20287
Promises and Limits: Exploring Relationships Between the First Year Inventory (FYI) and Autism Diagnostic Observation Schedule (ADOS) from 12 to 18 Months of Age with Machine Learning

Friday, May 15, 2015: 11:30 AM-1:30 PM
Imperial Ballroom (Grand America Hotel)
S. H. Kim1, E. S. Kim2, S. Macari3, K. Chawarska3 and F. Shic4, (1)40 Temple St., Suite 7D, Yale University, New Haven, CT, (2)Child Study Center, Yale University, New Haven, CT, (3)Child Study Center, Yale University School of Medicine, New Haven, CT, (4)Yale Child Study Center, Yale University School of Medicine, New Haven, CT
Background: Machine-learning, when used in combination with clinical expertise, has great potential to enhance diagnostic procedures and to improve our understanding of heterogeneity in autism spectrum disorder (ASD). A recently published study has shown that machine-learning techniques can achieve comparable classification performance on the Autism Diagnostic Observation Schedule (ADOS) compared to pre-existing algorithms (Wall et al., 2012). However, the usefulness of machine-learning for more heterogeneous groups of children, such as infants at high-risk (HR) for ASD, for other instruments including parent reports, and for the more difficult problem of prediction of future clinical presentations compared to concurrent presentations, is not known yet.  
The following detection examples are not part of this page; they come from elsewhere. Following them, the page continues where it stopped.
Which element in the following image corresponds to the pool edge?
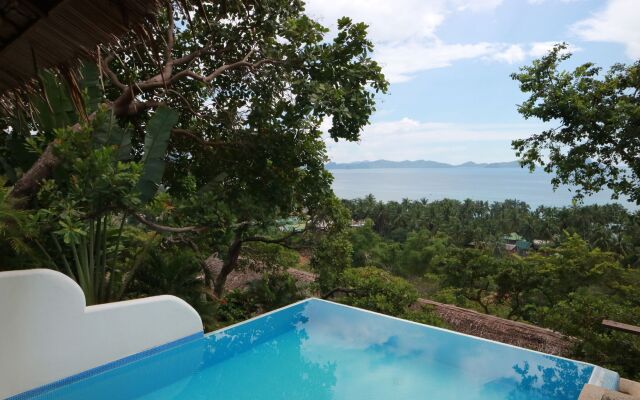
[4,331,204,400]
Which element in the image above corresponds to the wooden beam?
[602,319,640,336]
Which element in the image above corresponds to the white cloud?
[307,0,552,83]
[493,44,527,64]
[573,0,640,58]
[528,0,582,4]
[325,118,541,163]
[529,42,581,58]
[376,41,495,83]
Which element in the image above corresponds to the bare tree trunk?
[9,141,60,207]
[213,238,242,297]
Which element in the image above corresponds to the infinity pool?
[14,299,615,400]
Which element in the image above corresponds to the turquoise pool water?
[16,299,594,400]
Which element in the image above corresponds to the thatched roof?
[417,299,572,356]
[206,257,573,356]
[0,0,159,93]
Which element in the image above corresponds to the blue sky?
[307,0,640,163]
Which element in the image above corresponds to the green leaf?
[92,112,131,161]
[137,107,178,202]
[31,71,78,131]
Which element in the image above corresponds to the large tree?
[3,0,387,293]
[512,44,640,204]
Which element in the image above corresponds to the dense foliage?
[0,0,387,316]
[512,44,640,204]
[343,196,640,378]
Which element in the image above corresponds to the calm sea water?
[331,168,638,210]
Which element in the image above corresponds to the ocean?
[330,167,638,210]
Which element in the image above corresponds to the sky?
[307,0,640,164]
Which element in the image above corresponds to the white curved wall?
[0,269,202,398]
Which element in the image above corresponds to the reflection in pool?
[22,299,594,400]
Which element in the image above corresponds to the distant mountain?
[327,160,520,169]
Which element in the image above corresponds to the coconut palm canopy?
[0,0,159,93]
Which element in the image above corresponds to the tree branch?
[100,54,127,90]
[132,213,207,233]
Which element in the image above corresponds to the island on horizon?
[326,160,521,169]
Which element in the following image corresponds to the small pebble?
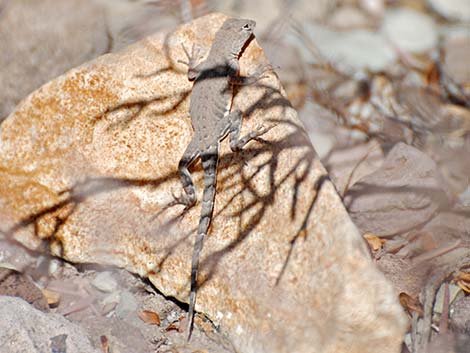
[116,291,138,319]
[91,271,117,293]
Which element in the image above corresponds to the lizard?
[175,18,272,341]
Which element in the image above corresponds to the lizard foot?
[168,193,196,210]
[232,125,275,151]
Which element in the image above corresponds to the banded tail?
[188,145,219,341]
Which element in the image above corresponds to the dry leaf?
[41,289,60,307]
[398,292,423,316]
[100,335,109,353]
[137,310,161,326]
[364,233,386,251]
[454,271,470,293]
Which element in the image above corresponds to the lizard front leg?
[230,64,274,86]
[228,109,274,152]
[178,44,202,81]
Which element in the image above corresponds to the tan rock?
[0,14,405,353]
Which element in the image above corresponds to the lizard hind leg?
[187,145,219,341]
[173,137,199,208]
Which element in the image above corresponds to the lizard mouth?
[238,32,255,59]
Objectives: To evaluate the performance of machine-learning techniques for (1) using the First Year Inventory (FYI), a parent questionnaire given to parents of children 12 months of age, to predict levels of autism symptoms as given by the ADOS-Toddler Module (ADOS-T) at 12 and 18 months; and (2) using ADOS scores at 12 months to predict scores at 18 months.

Methods: Based on 76 HR children, we first examined Pearson’s correlation between the FYI totals at 12 months (FYI.12) and ADOS algorithm totals at 12 (ADOS.12) and 18 months (ADOS.18). Then, we used two widely-used machine-learning techniques, support vector machines (SVM) and random forests using variable selection, for the same predictions with all items from both measures (FYI.12–ADOS.12 and FYI.12-ADOS.18). The same methods were repeated to examine the correlation between ADOS.12 and ADOS.18. For machine-learning techniques, we performed 1000 repeated random sub-sampling validations, utilizing 80% of data for training and 20% for testing. We also report results while using all data as training sample [reported in [brackets]).

Results: We found a moderate correlation between FYI.12 and ADOS.12 (r=0.38). Both SVM and random forest resulted in comparable correlations, r=0.47[0.91 for training sample] and r=0.51[0.96] respectively. We found a milder correlation between the FYI.12 and ADOS.18 (r=0.13), but the SVM and random forest improved the correlations significantly, r=0.52[0.94] and r=0.58[0.98] (differences significant at p’s<0.01). Not surprisingly, we found a moderate correlation between ADOS.12 and ADOS.18 (r=0.53). The SVM and random forest resulted in comparable correlations, r=0.61[0.88] and r=0.63[0.96].

Conclusions: As the FYI is designed to capture current developmental profiles at 12 months, it was already moderately associated with concurrent clinical presentations measured by the “gold standard” clinician observations (ADOS) without implementing machine-learning techniques. Similarly, as the ADOS is designed to assess core autism symptoms that are fairly stable over time, the use of the ADOS algorithm was sufficient to predict clinical outcomes at 18 months. However, the prediction of clinical outcomes measured by clinician observations while using parent reports obtained 6 months earlier was more challenging. For this prediction, machine learning resulted in improved correlations, suggesting that it can be especially helpful when adaptations to measures are needed to make predictions that go beyond what they are designed for. Therefore, understanding the role of machine learning to add to ongoing explorations regarding measurement in ASD requires care, collaboration, open discussion, and humility regarding strengths and limits of statistical tools.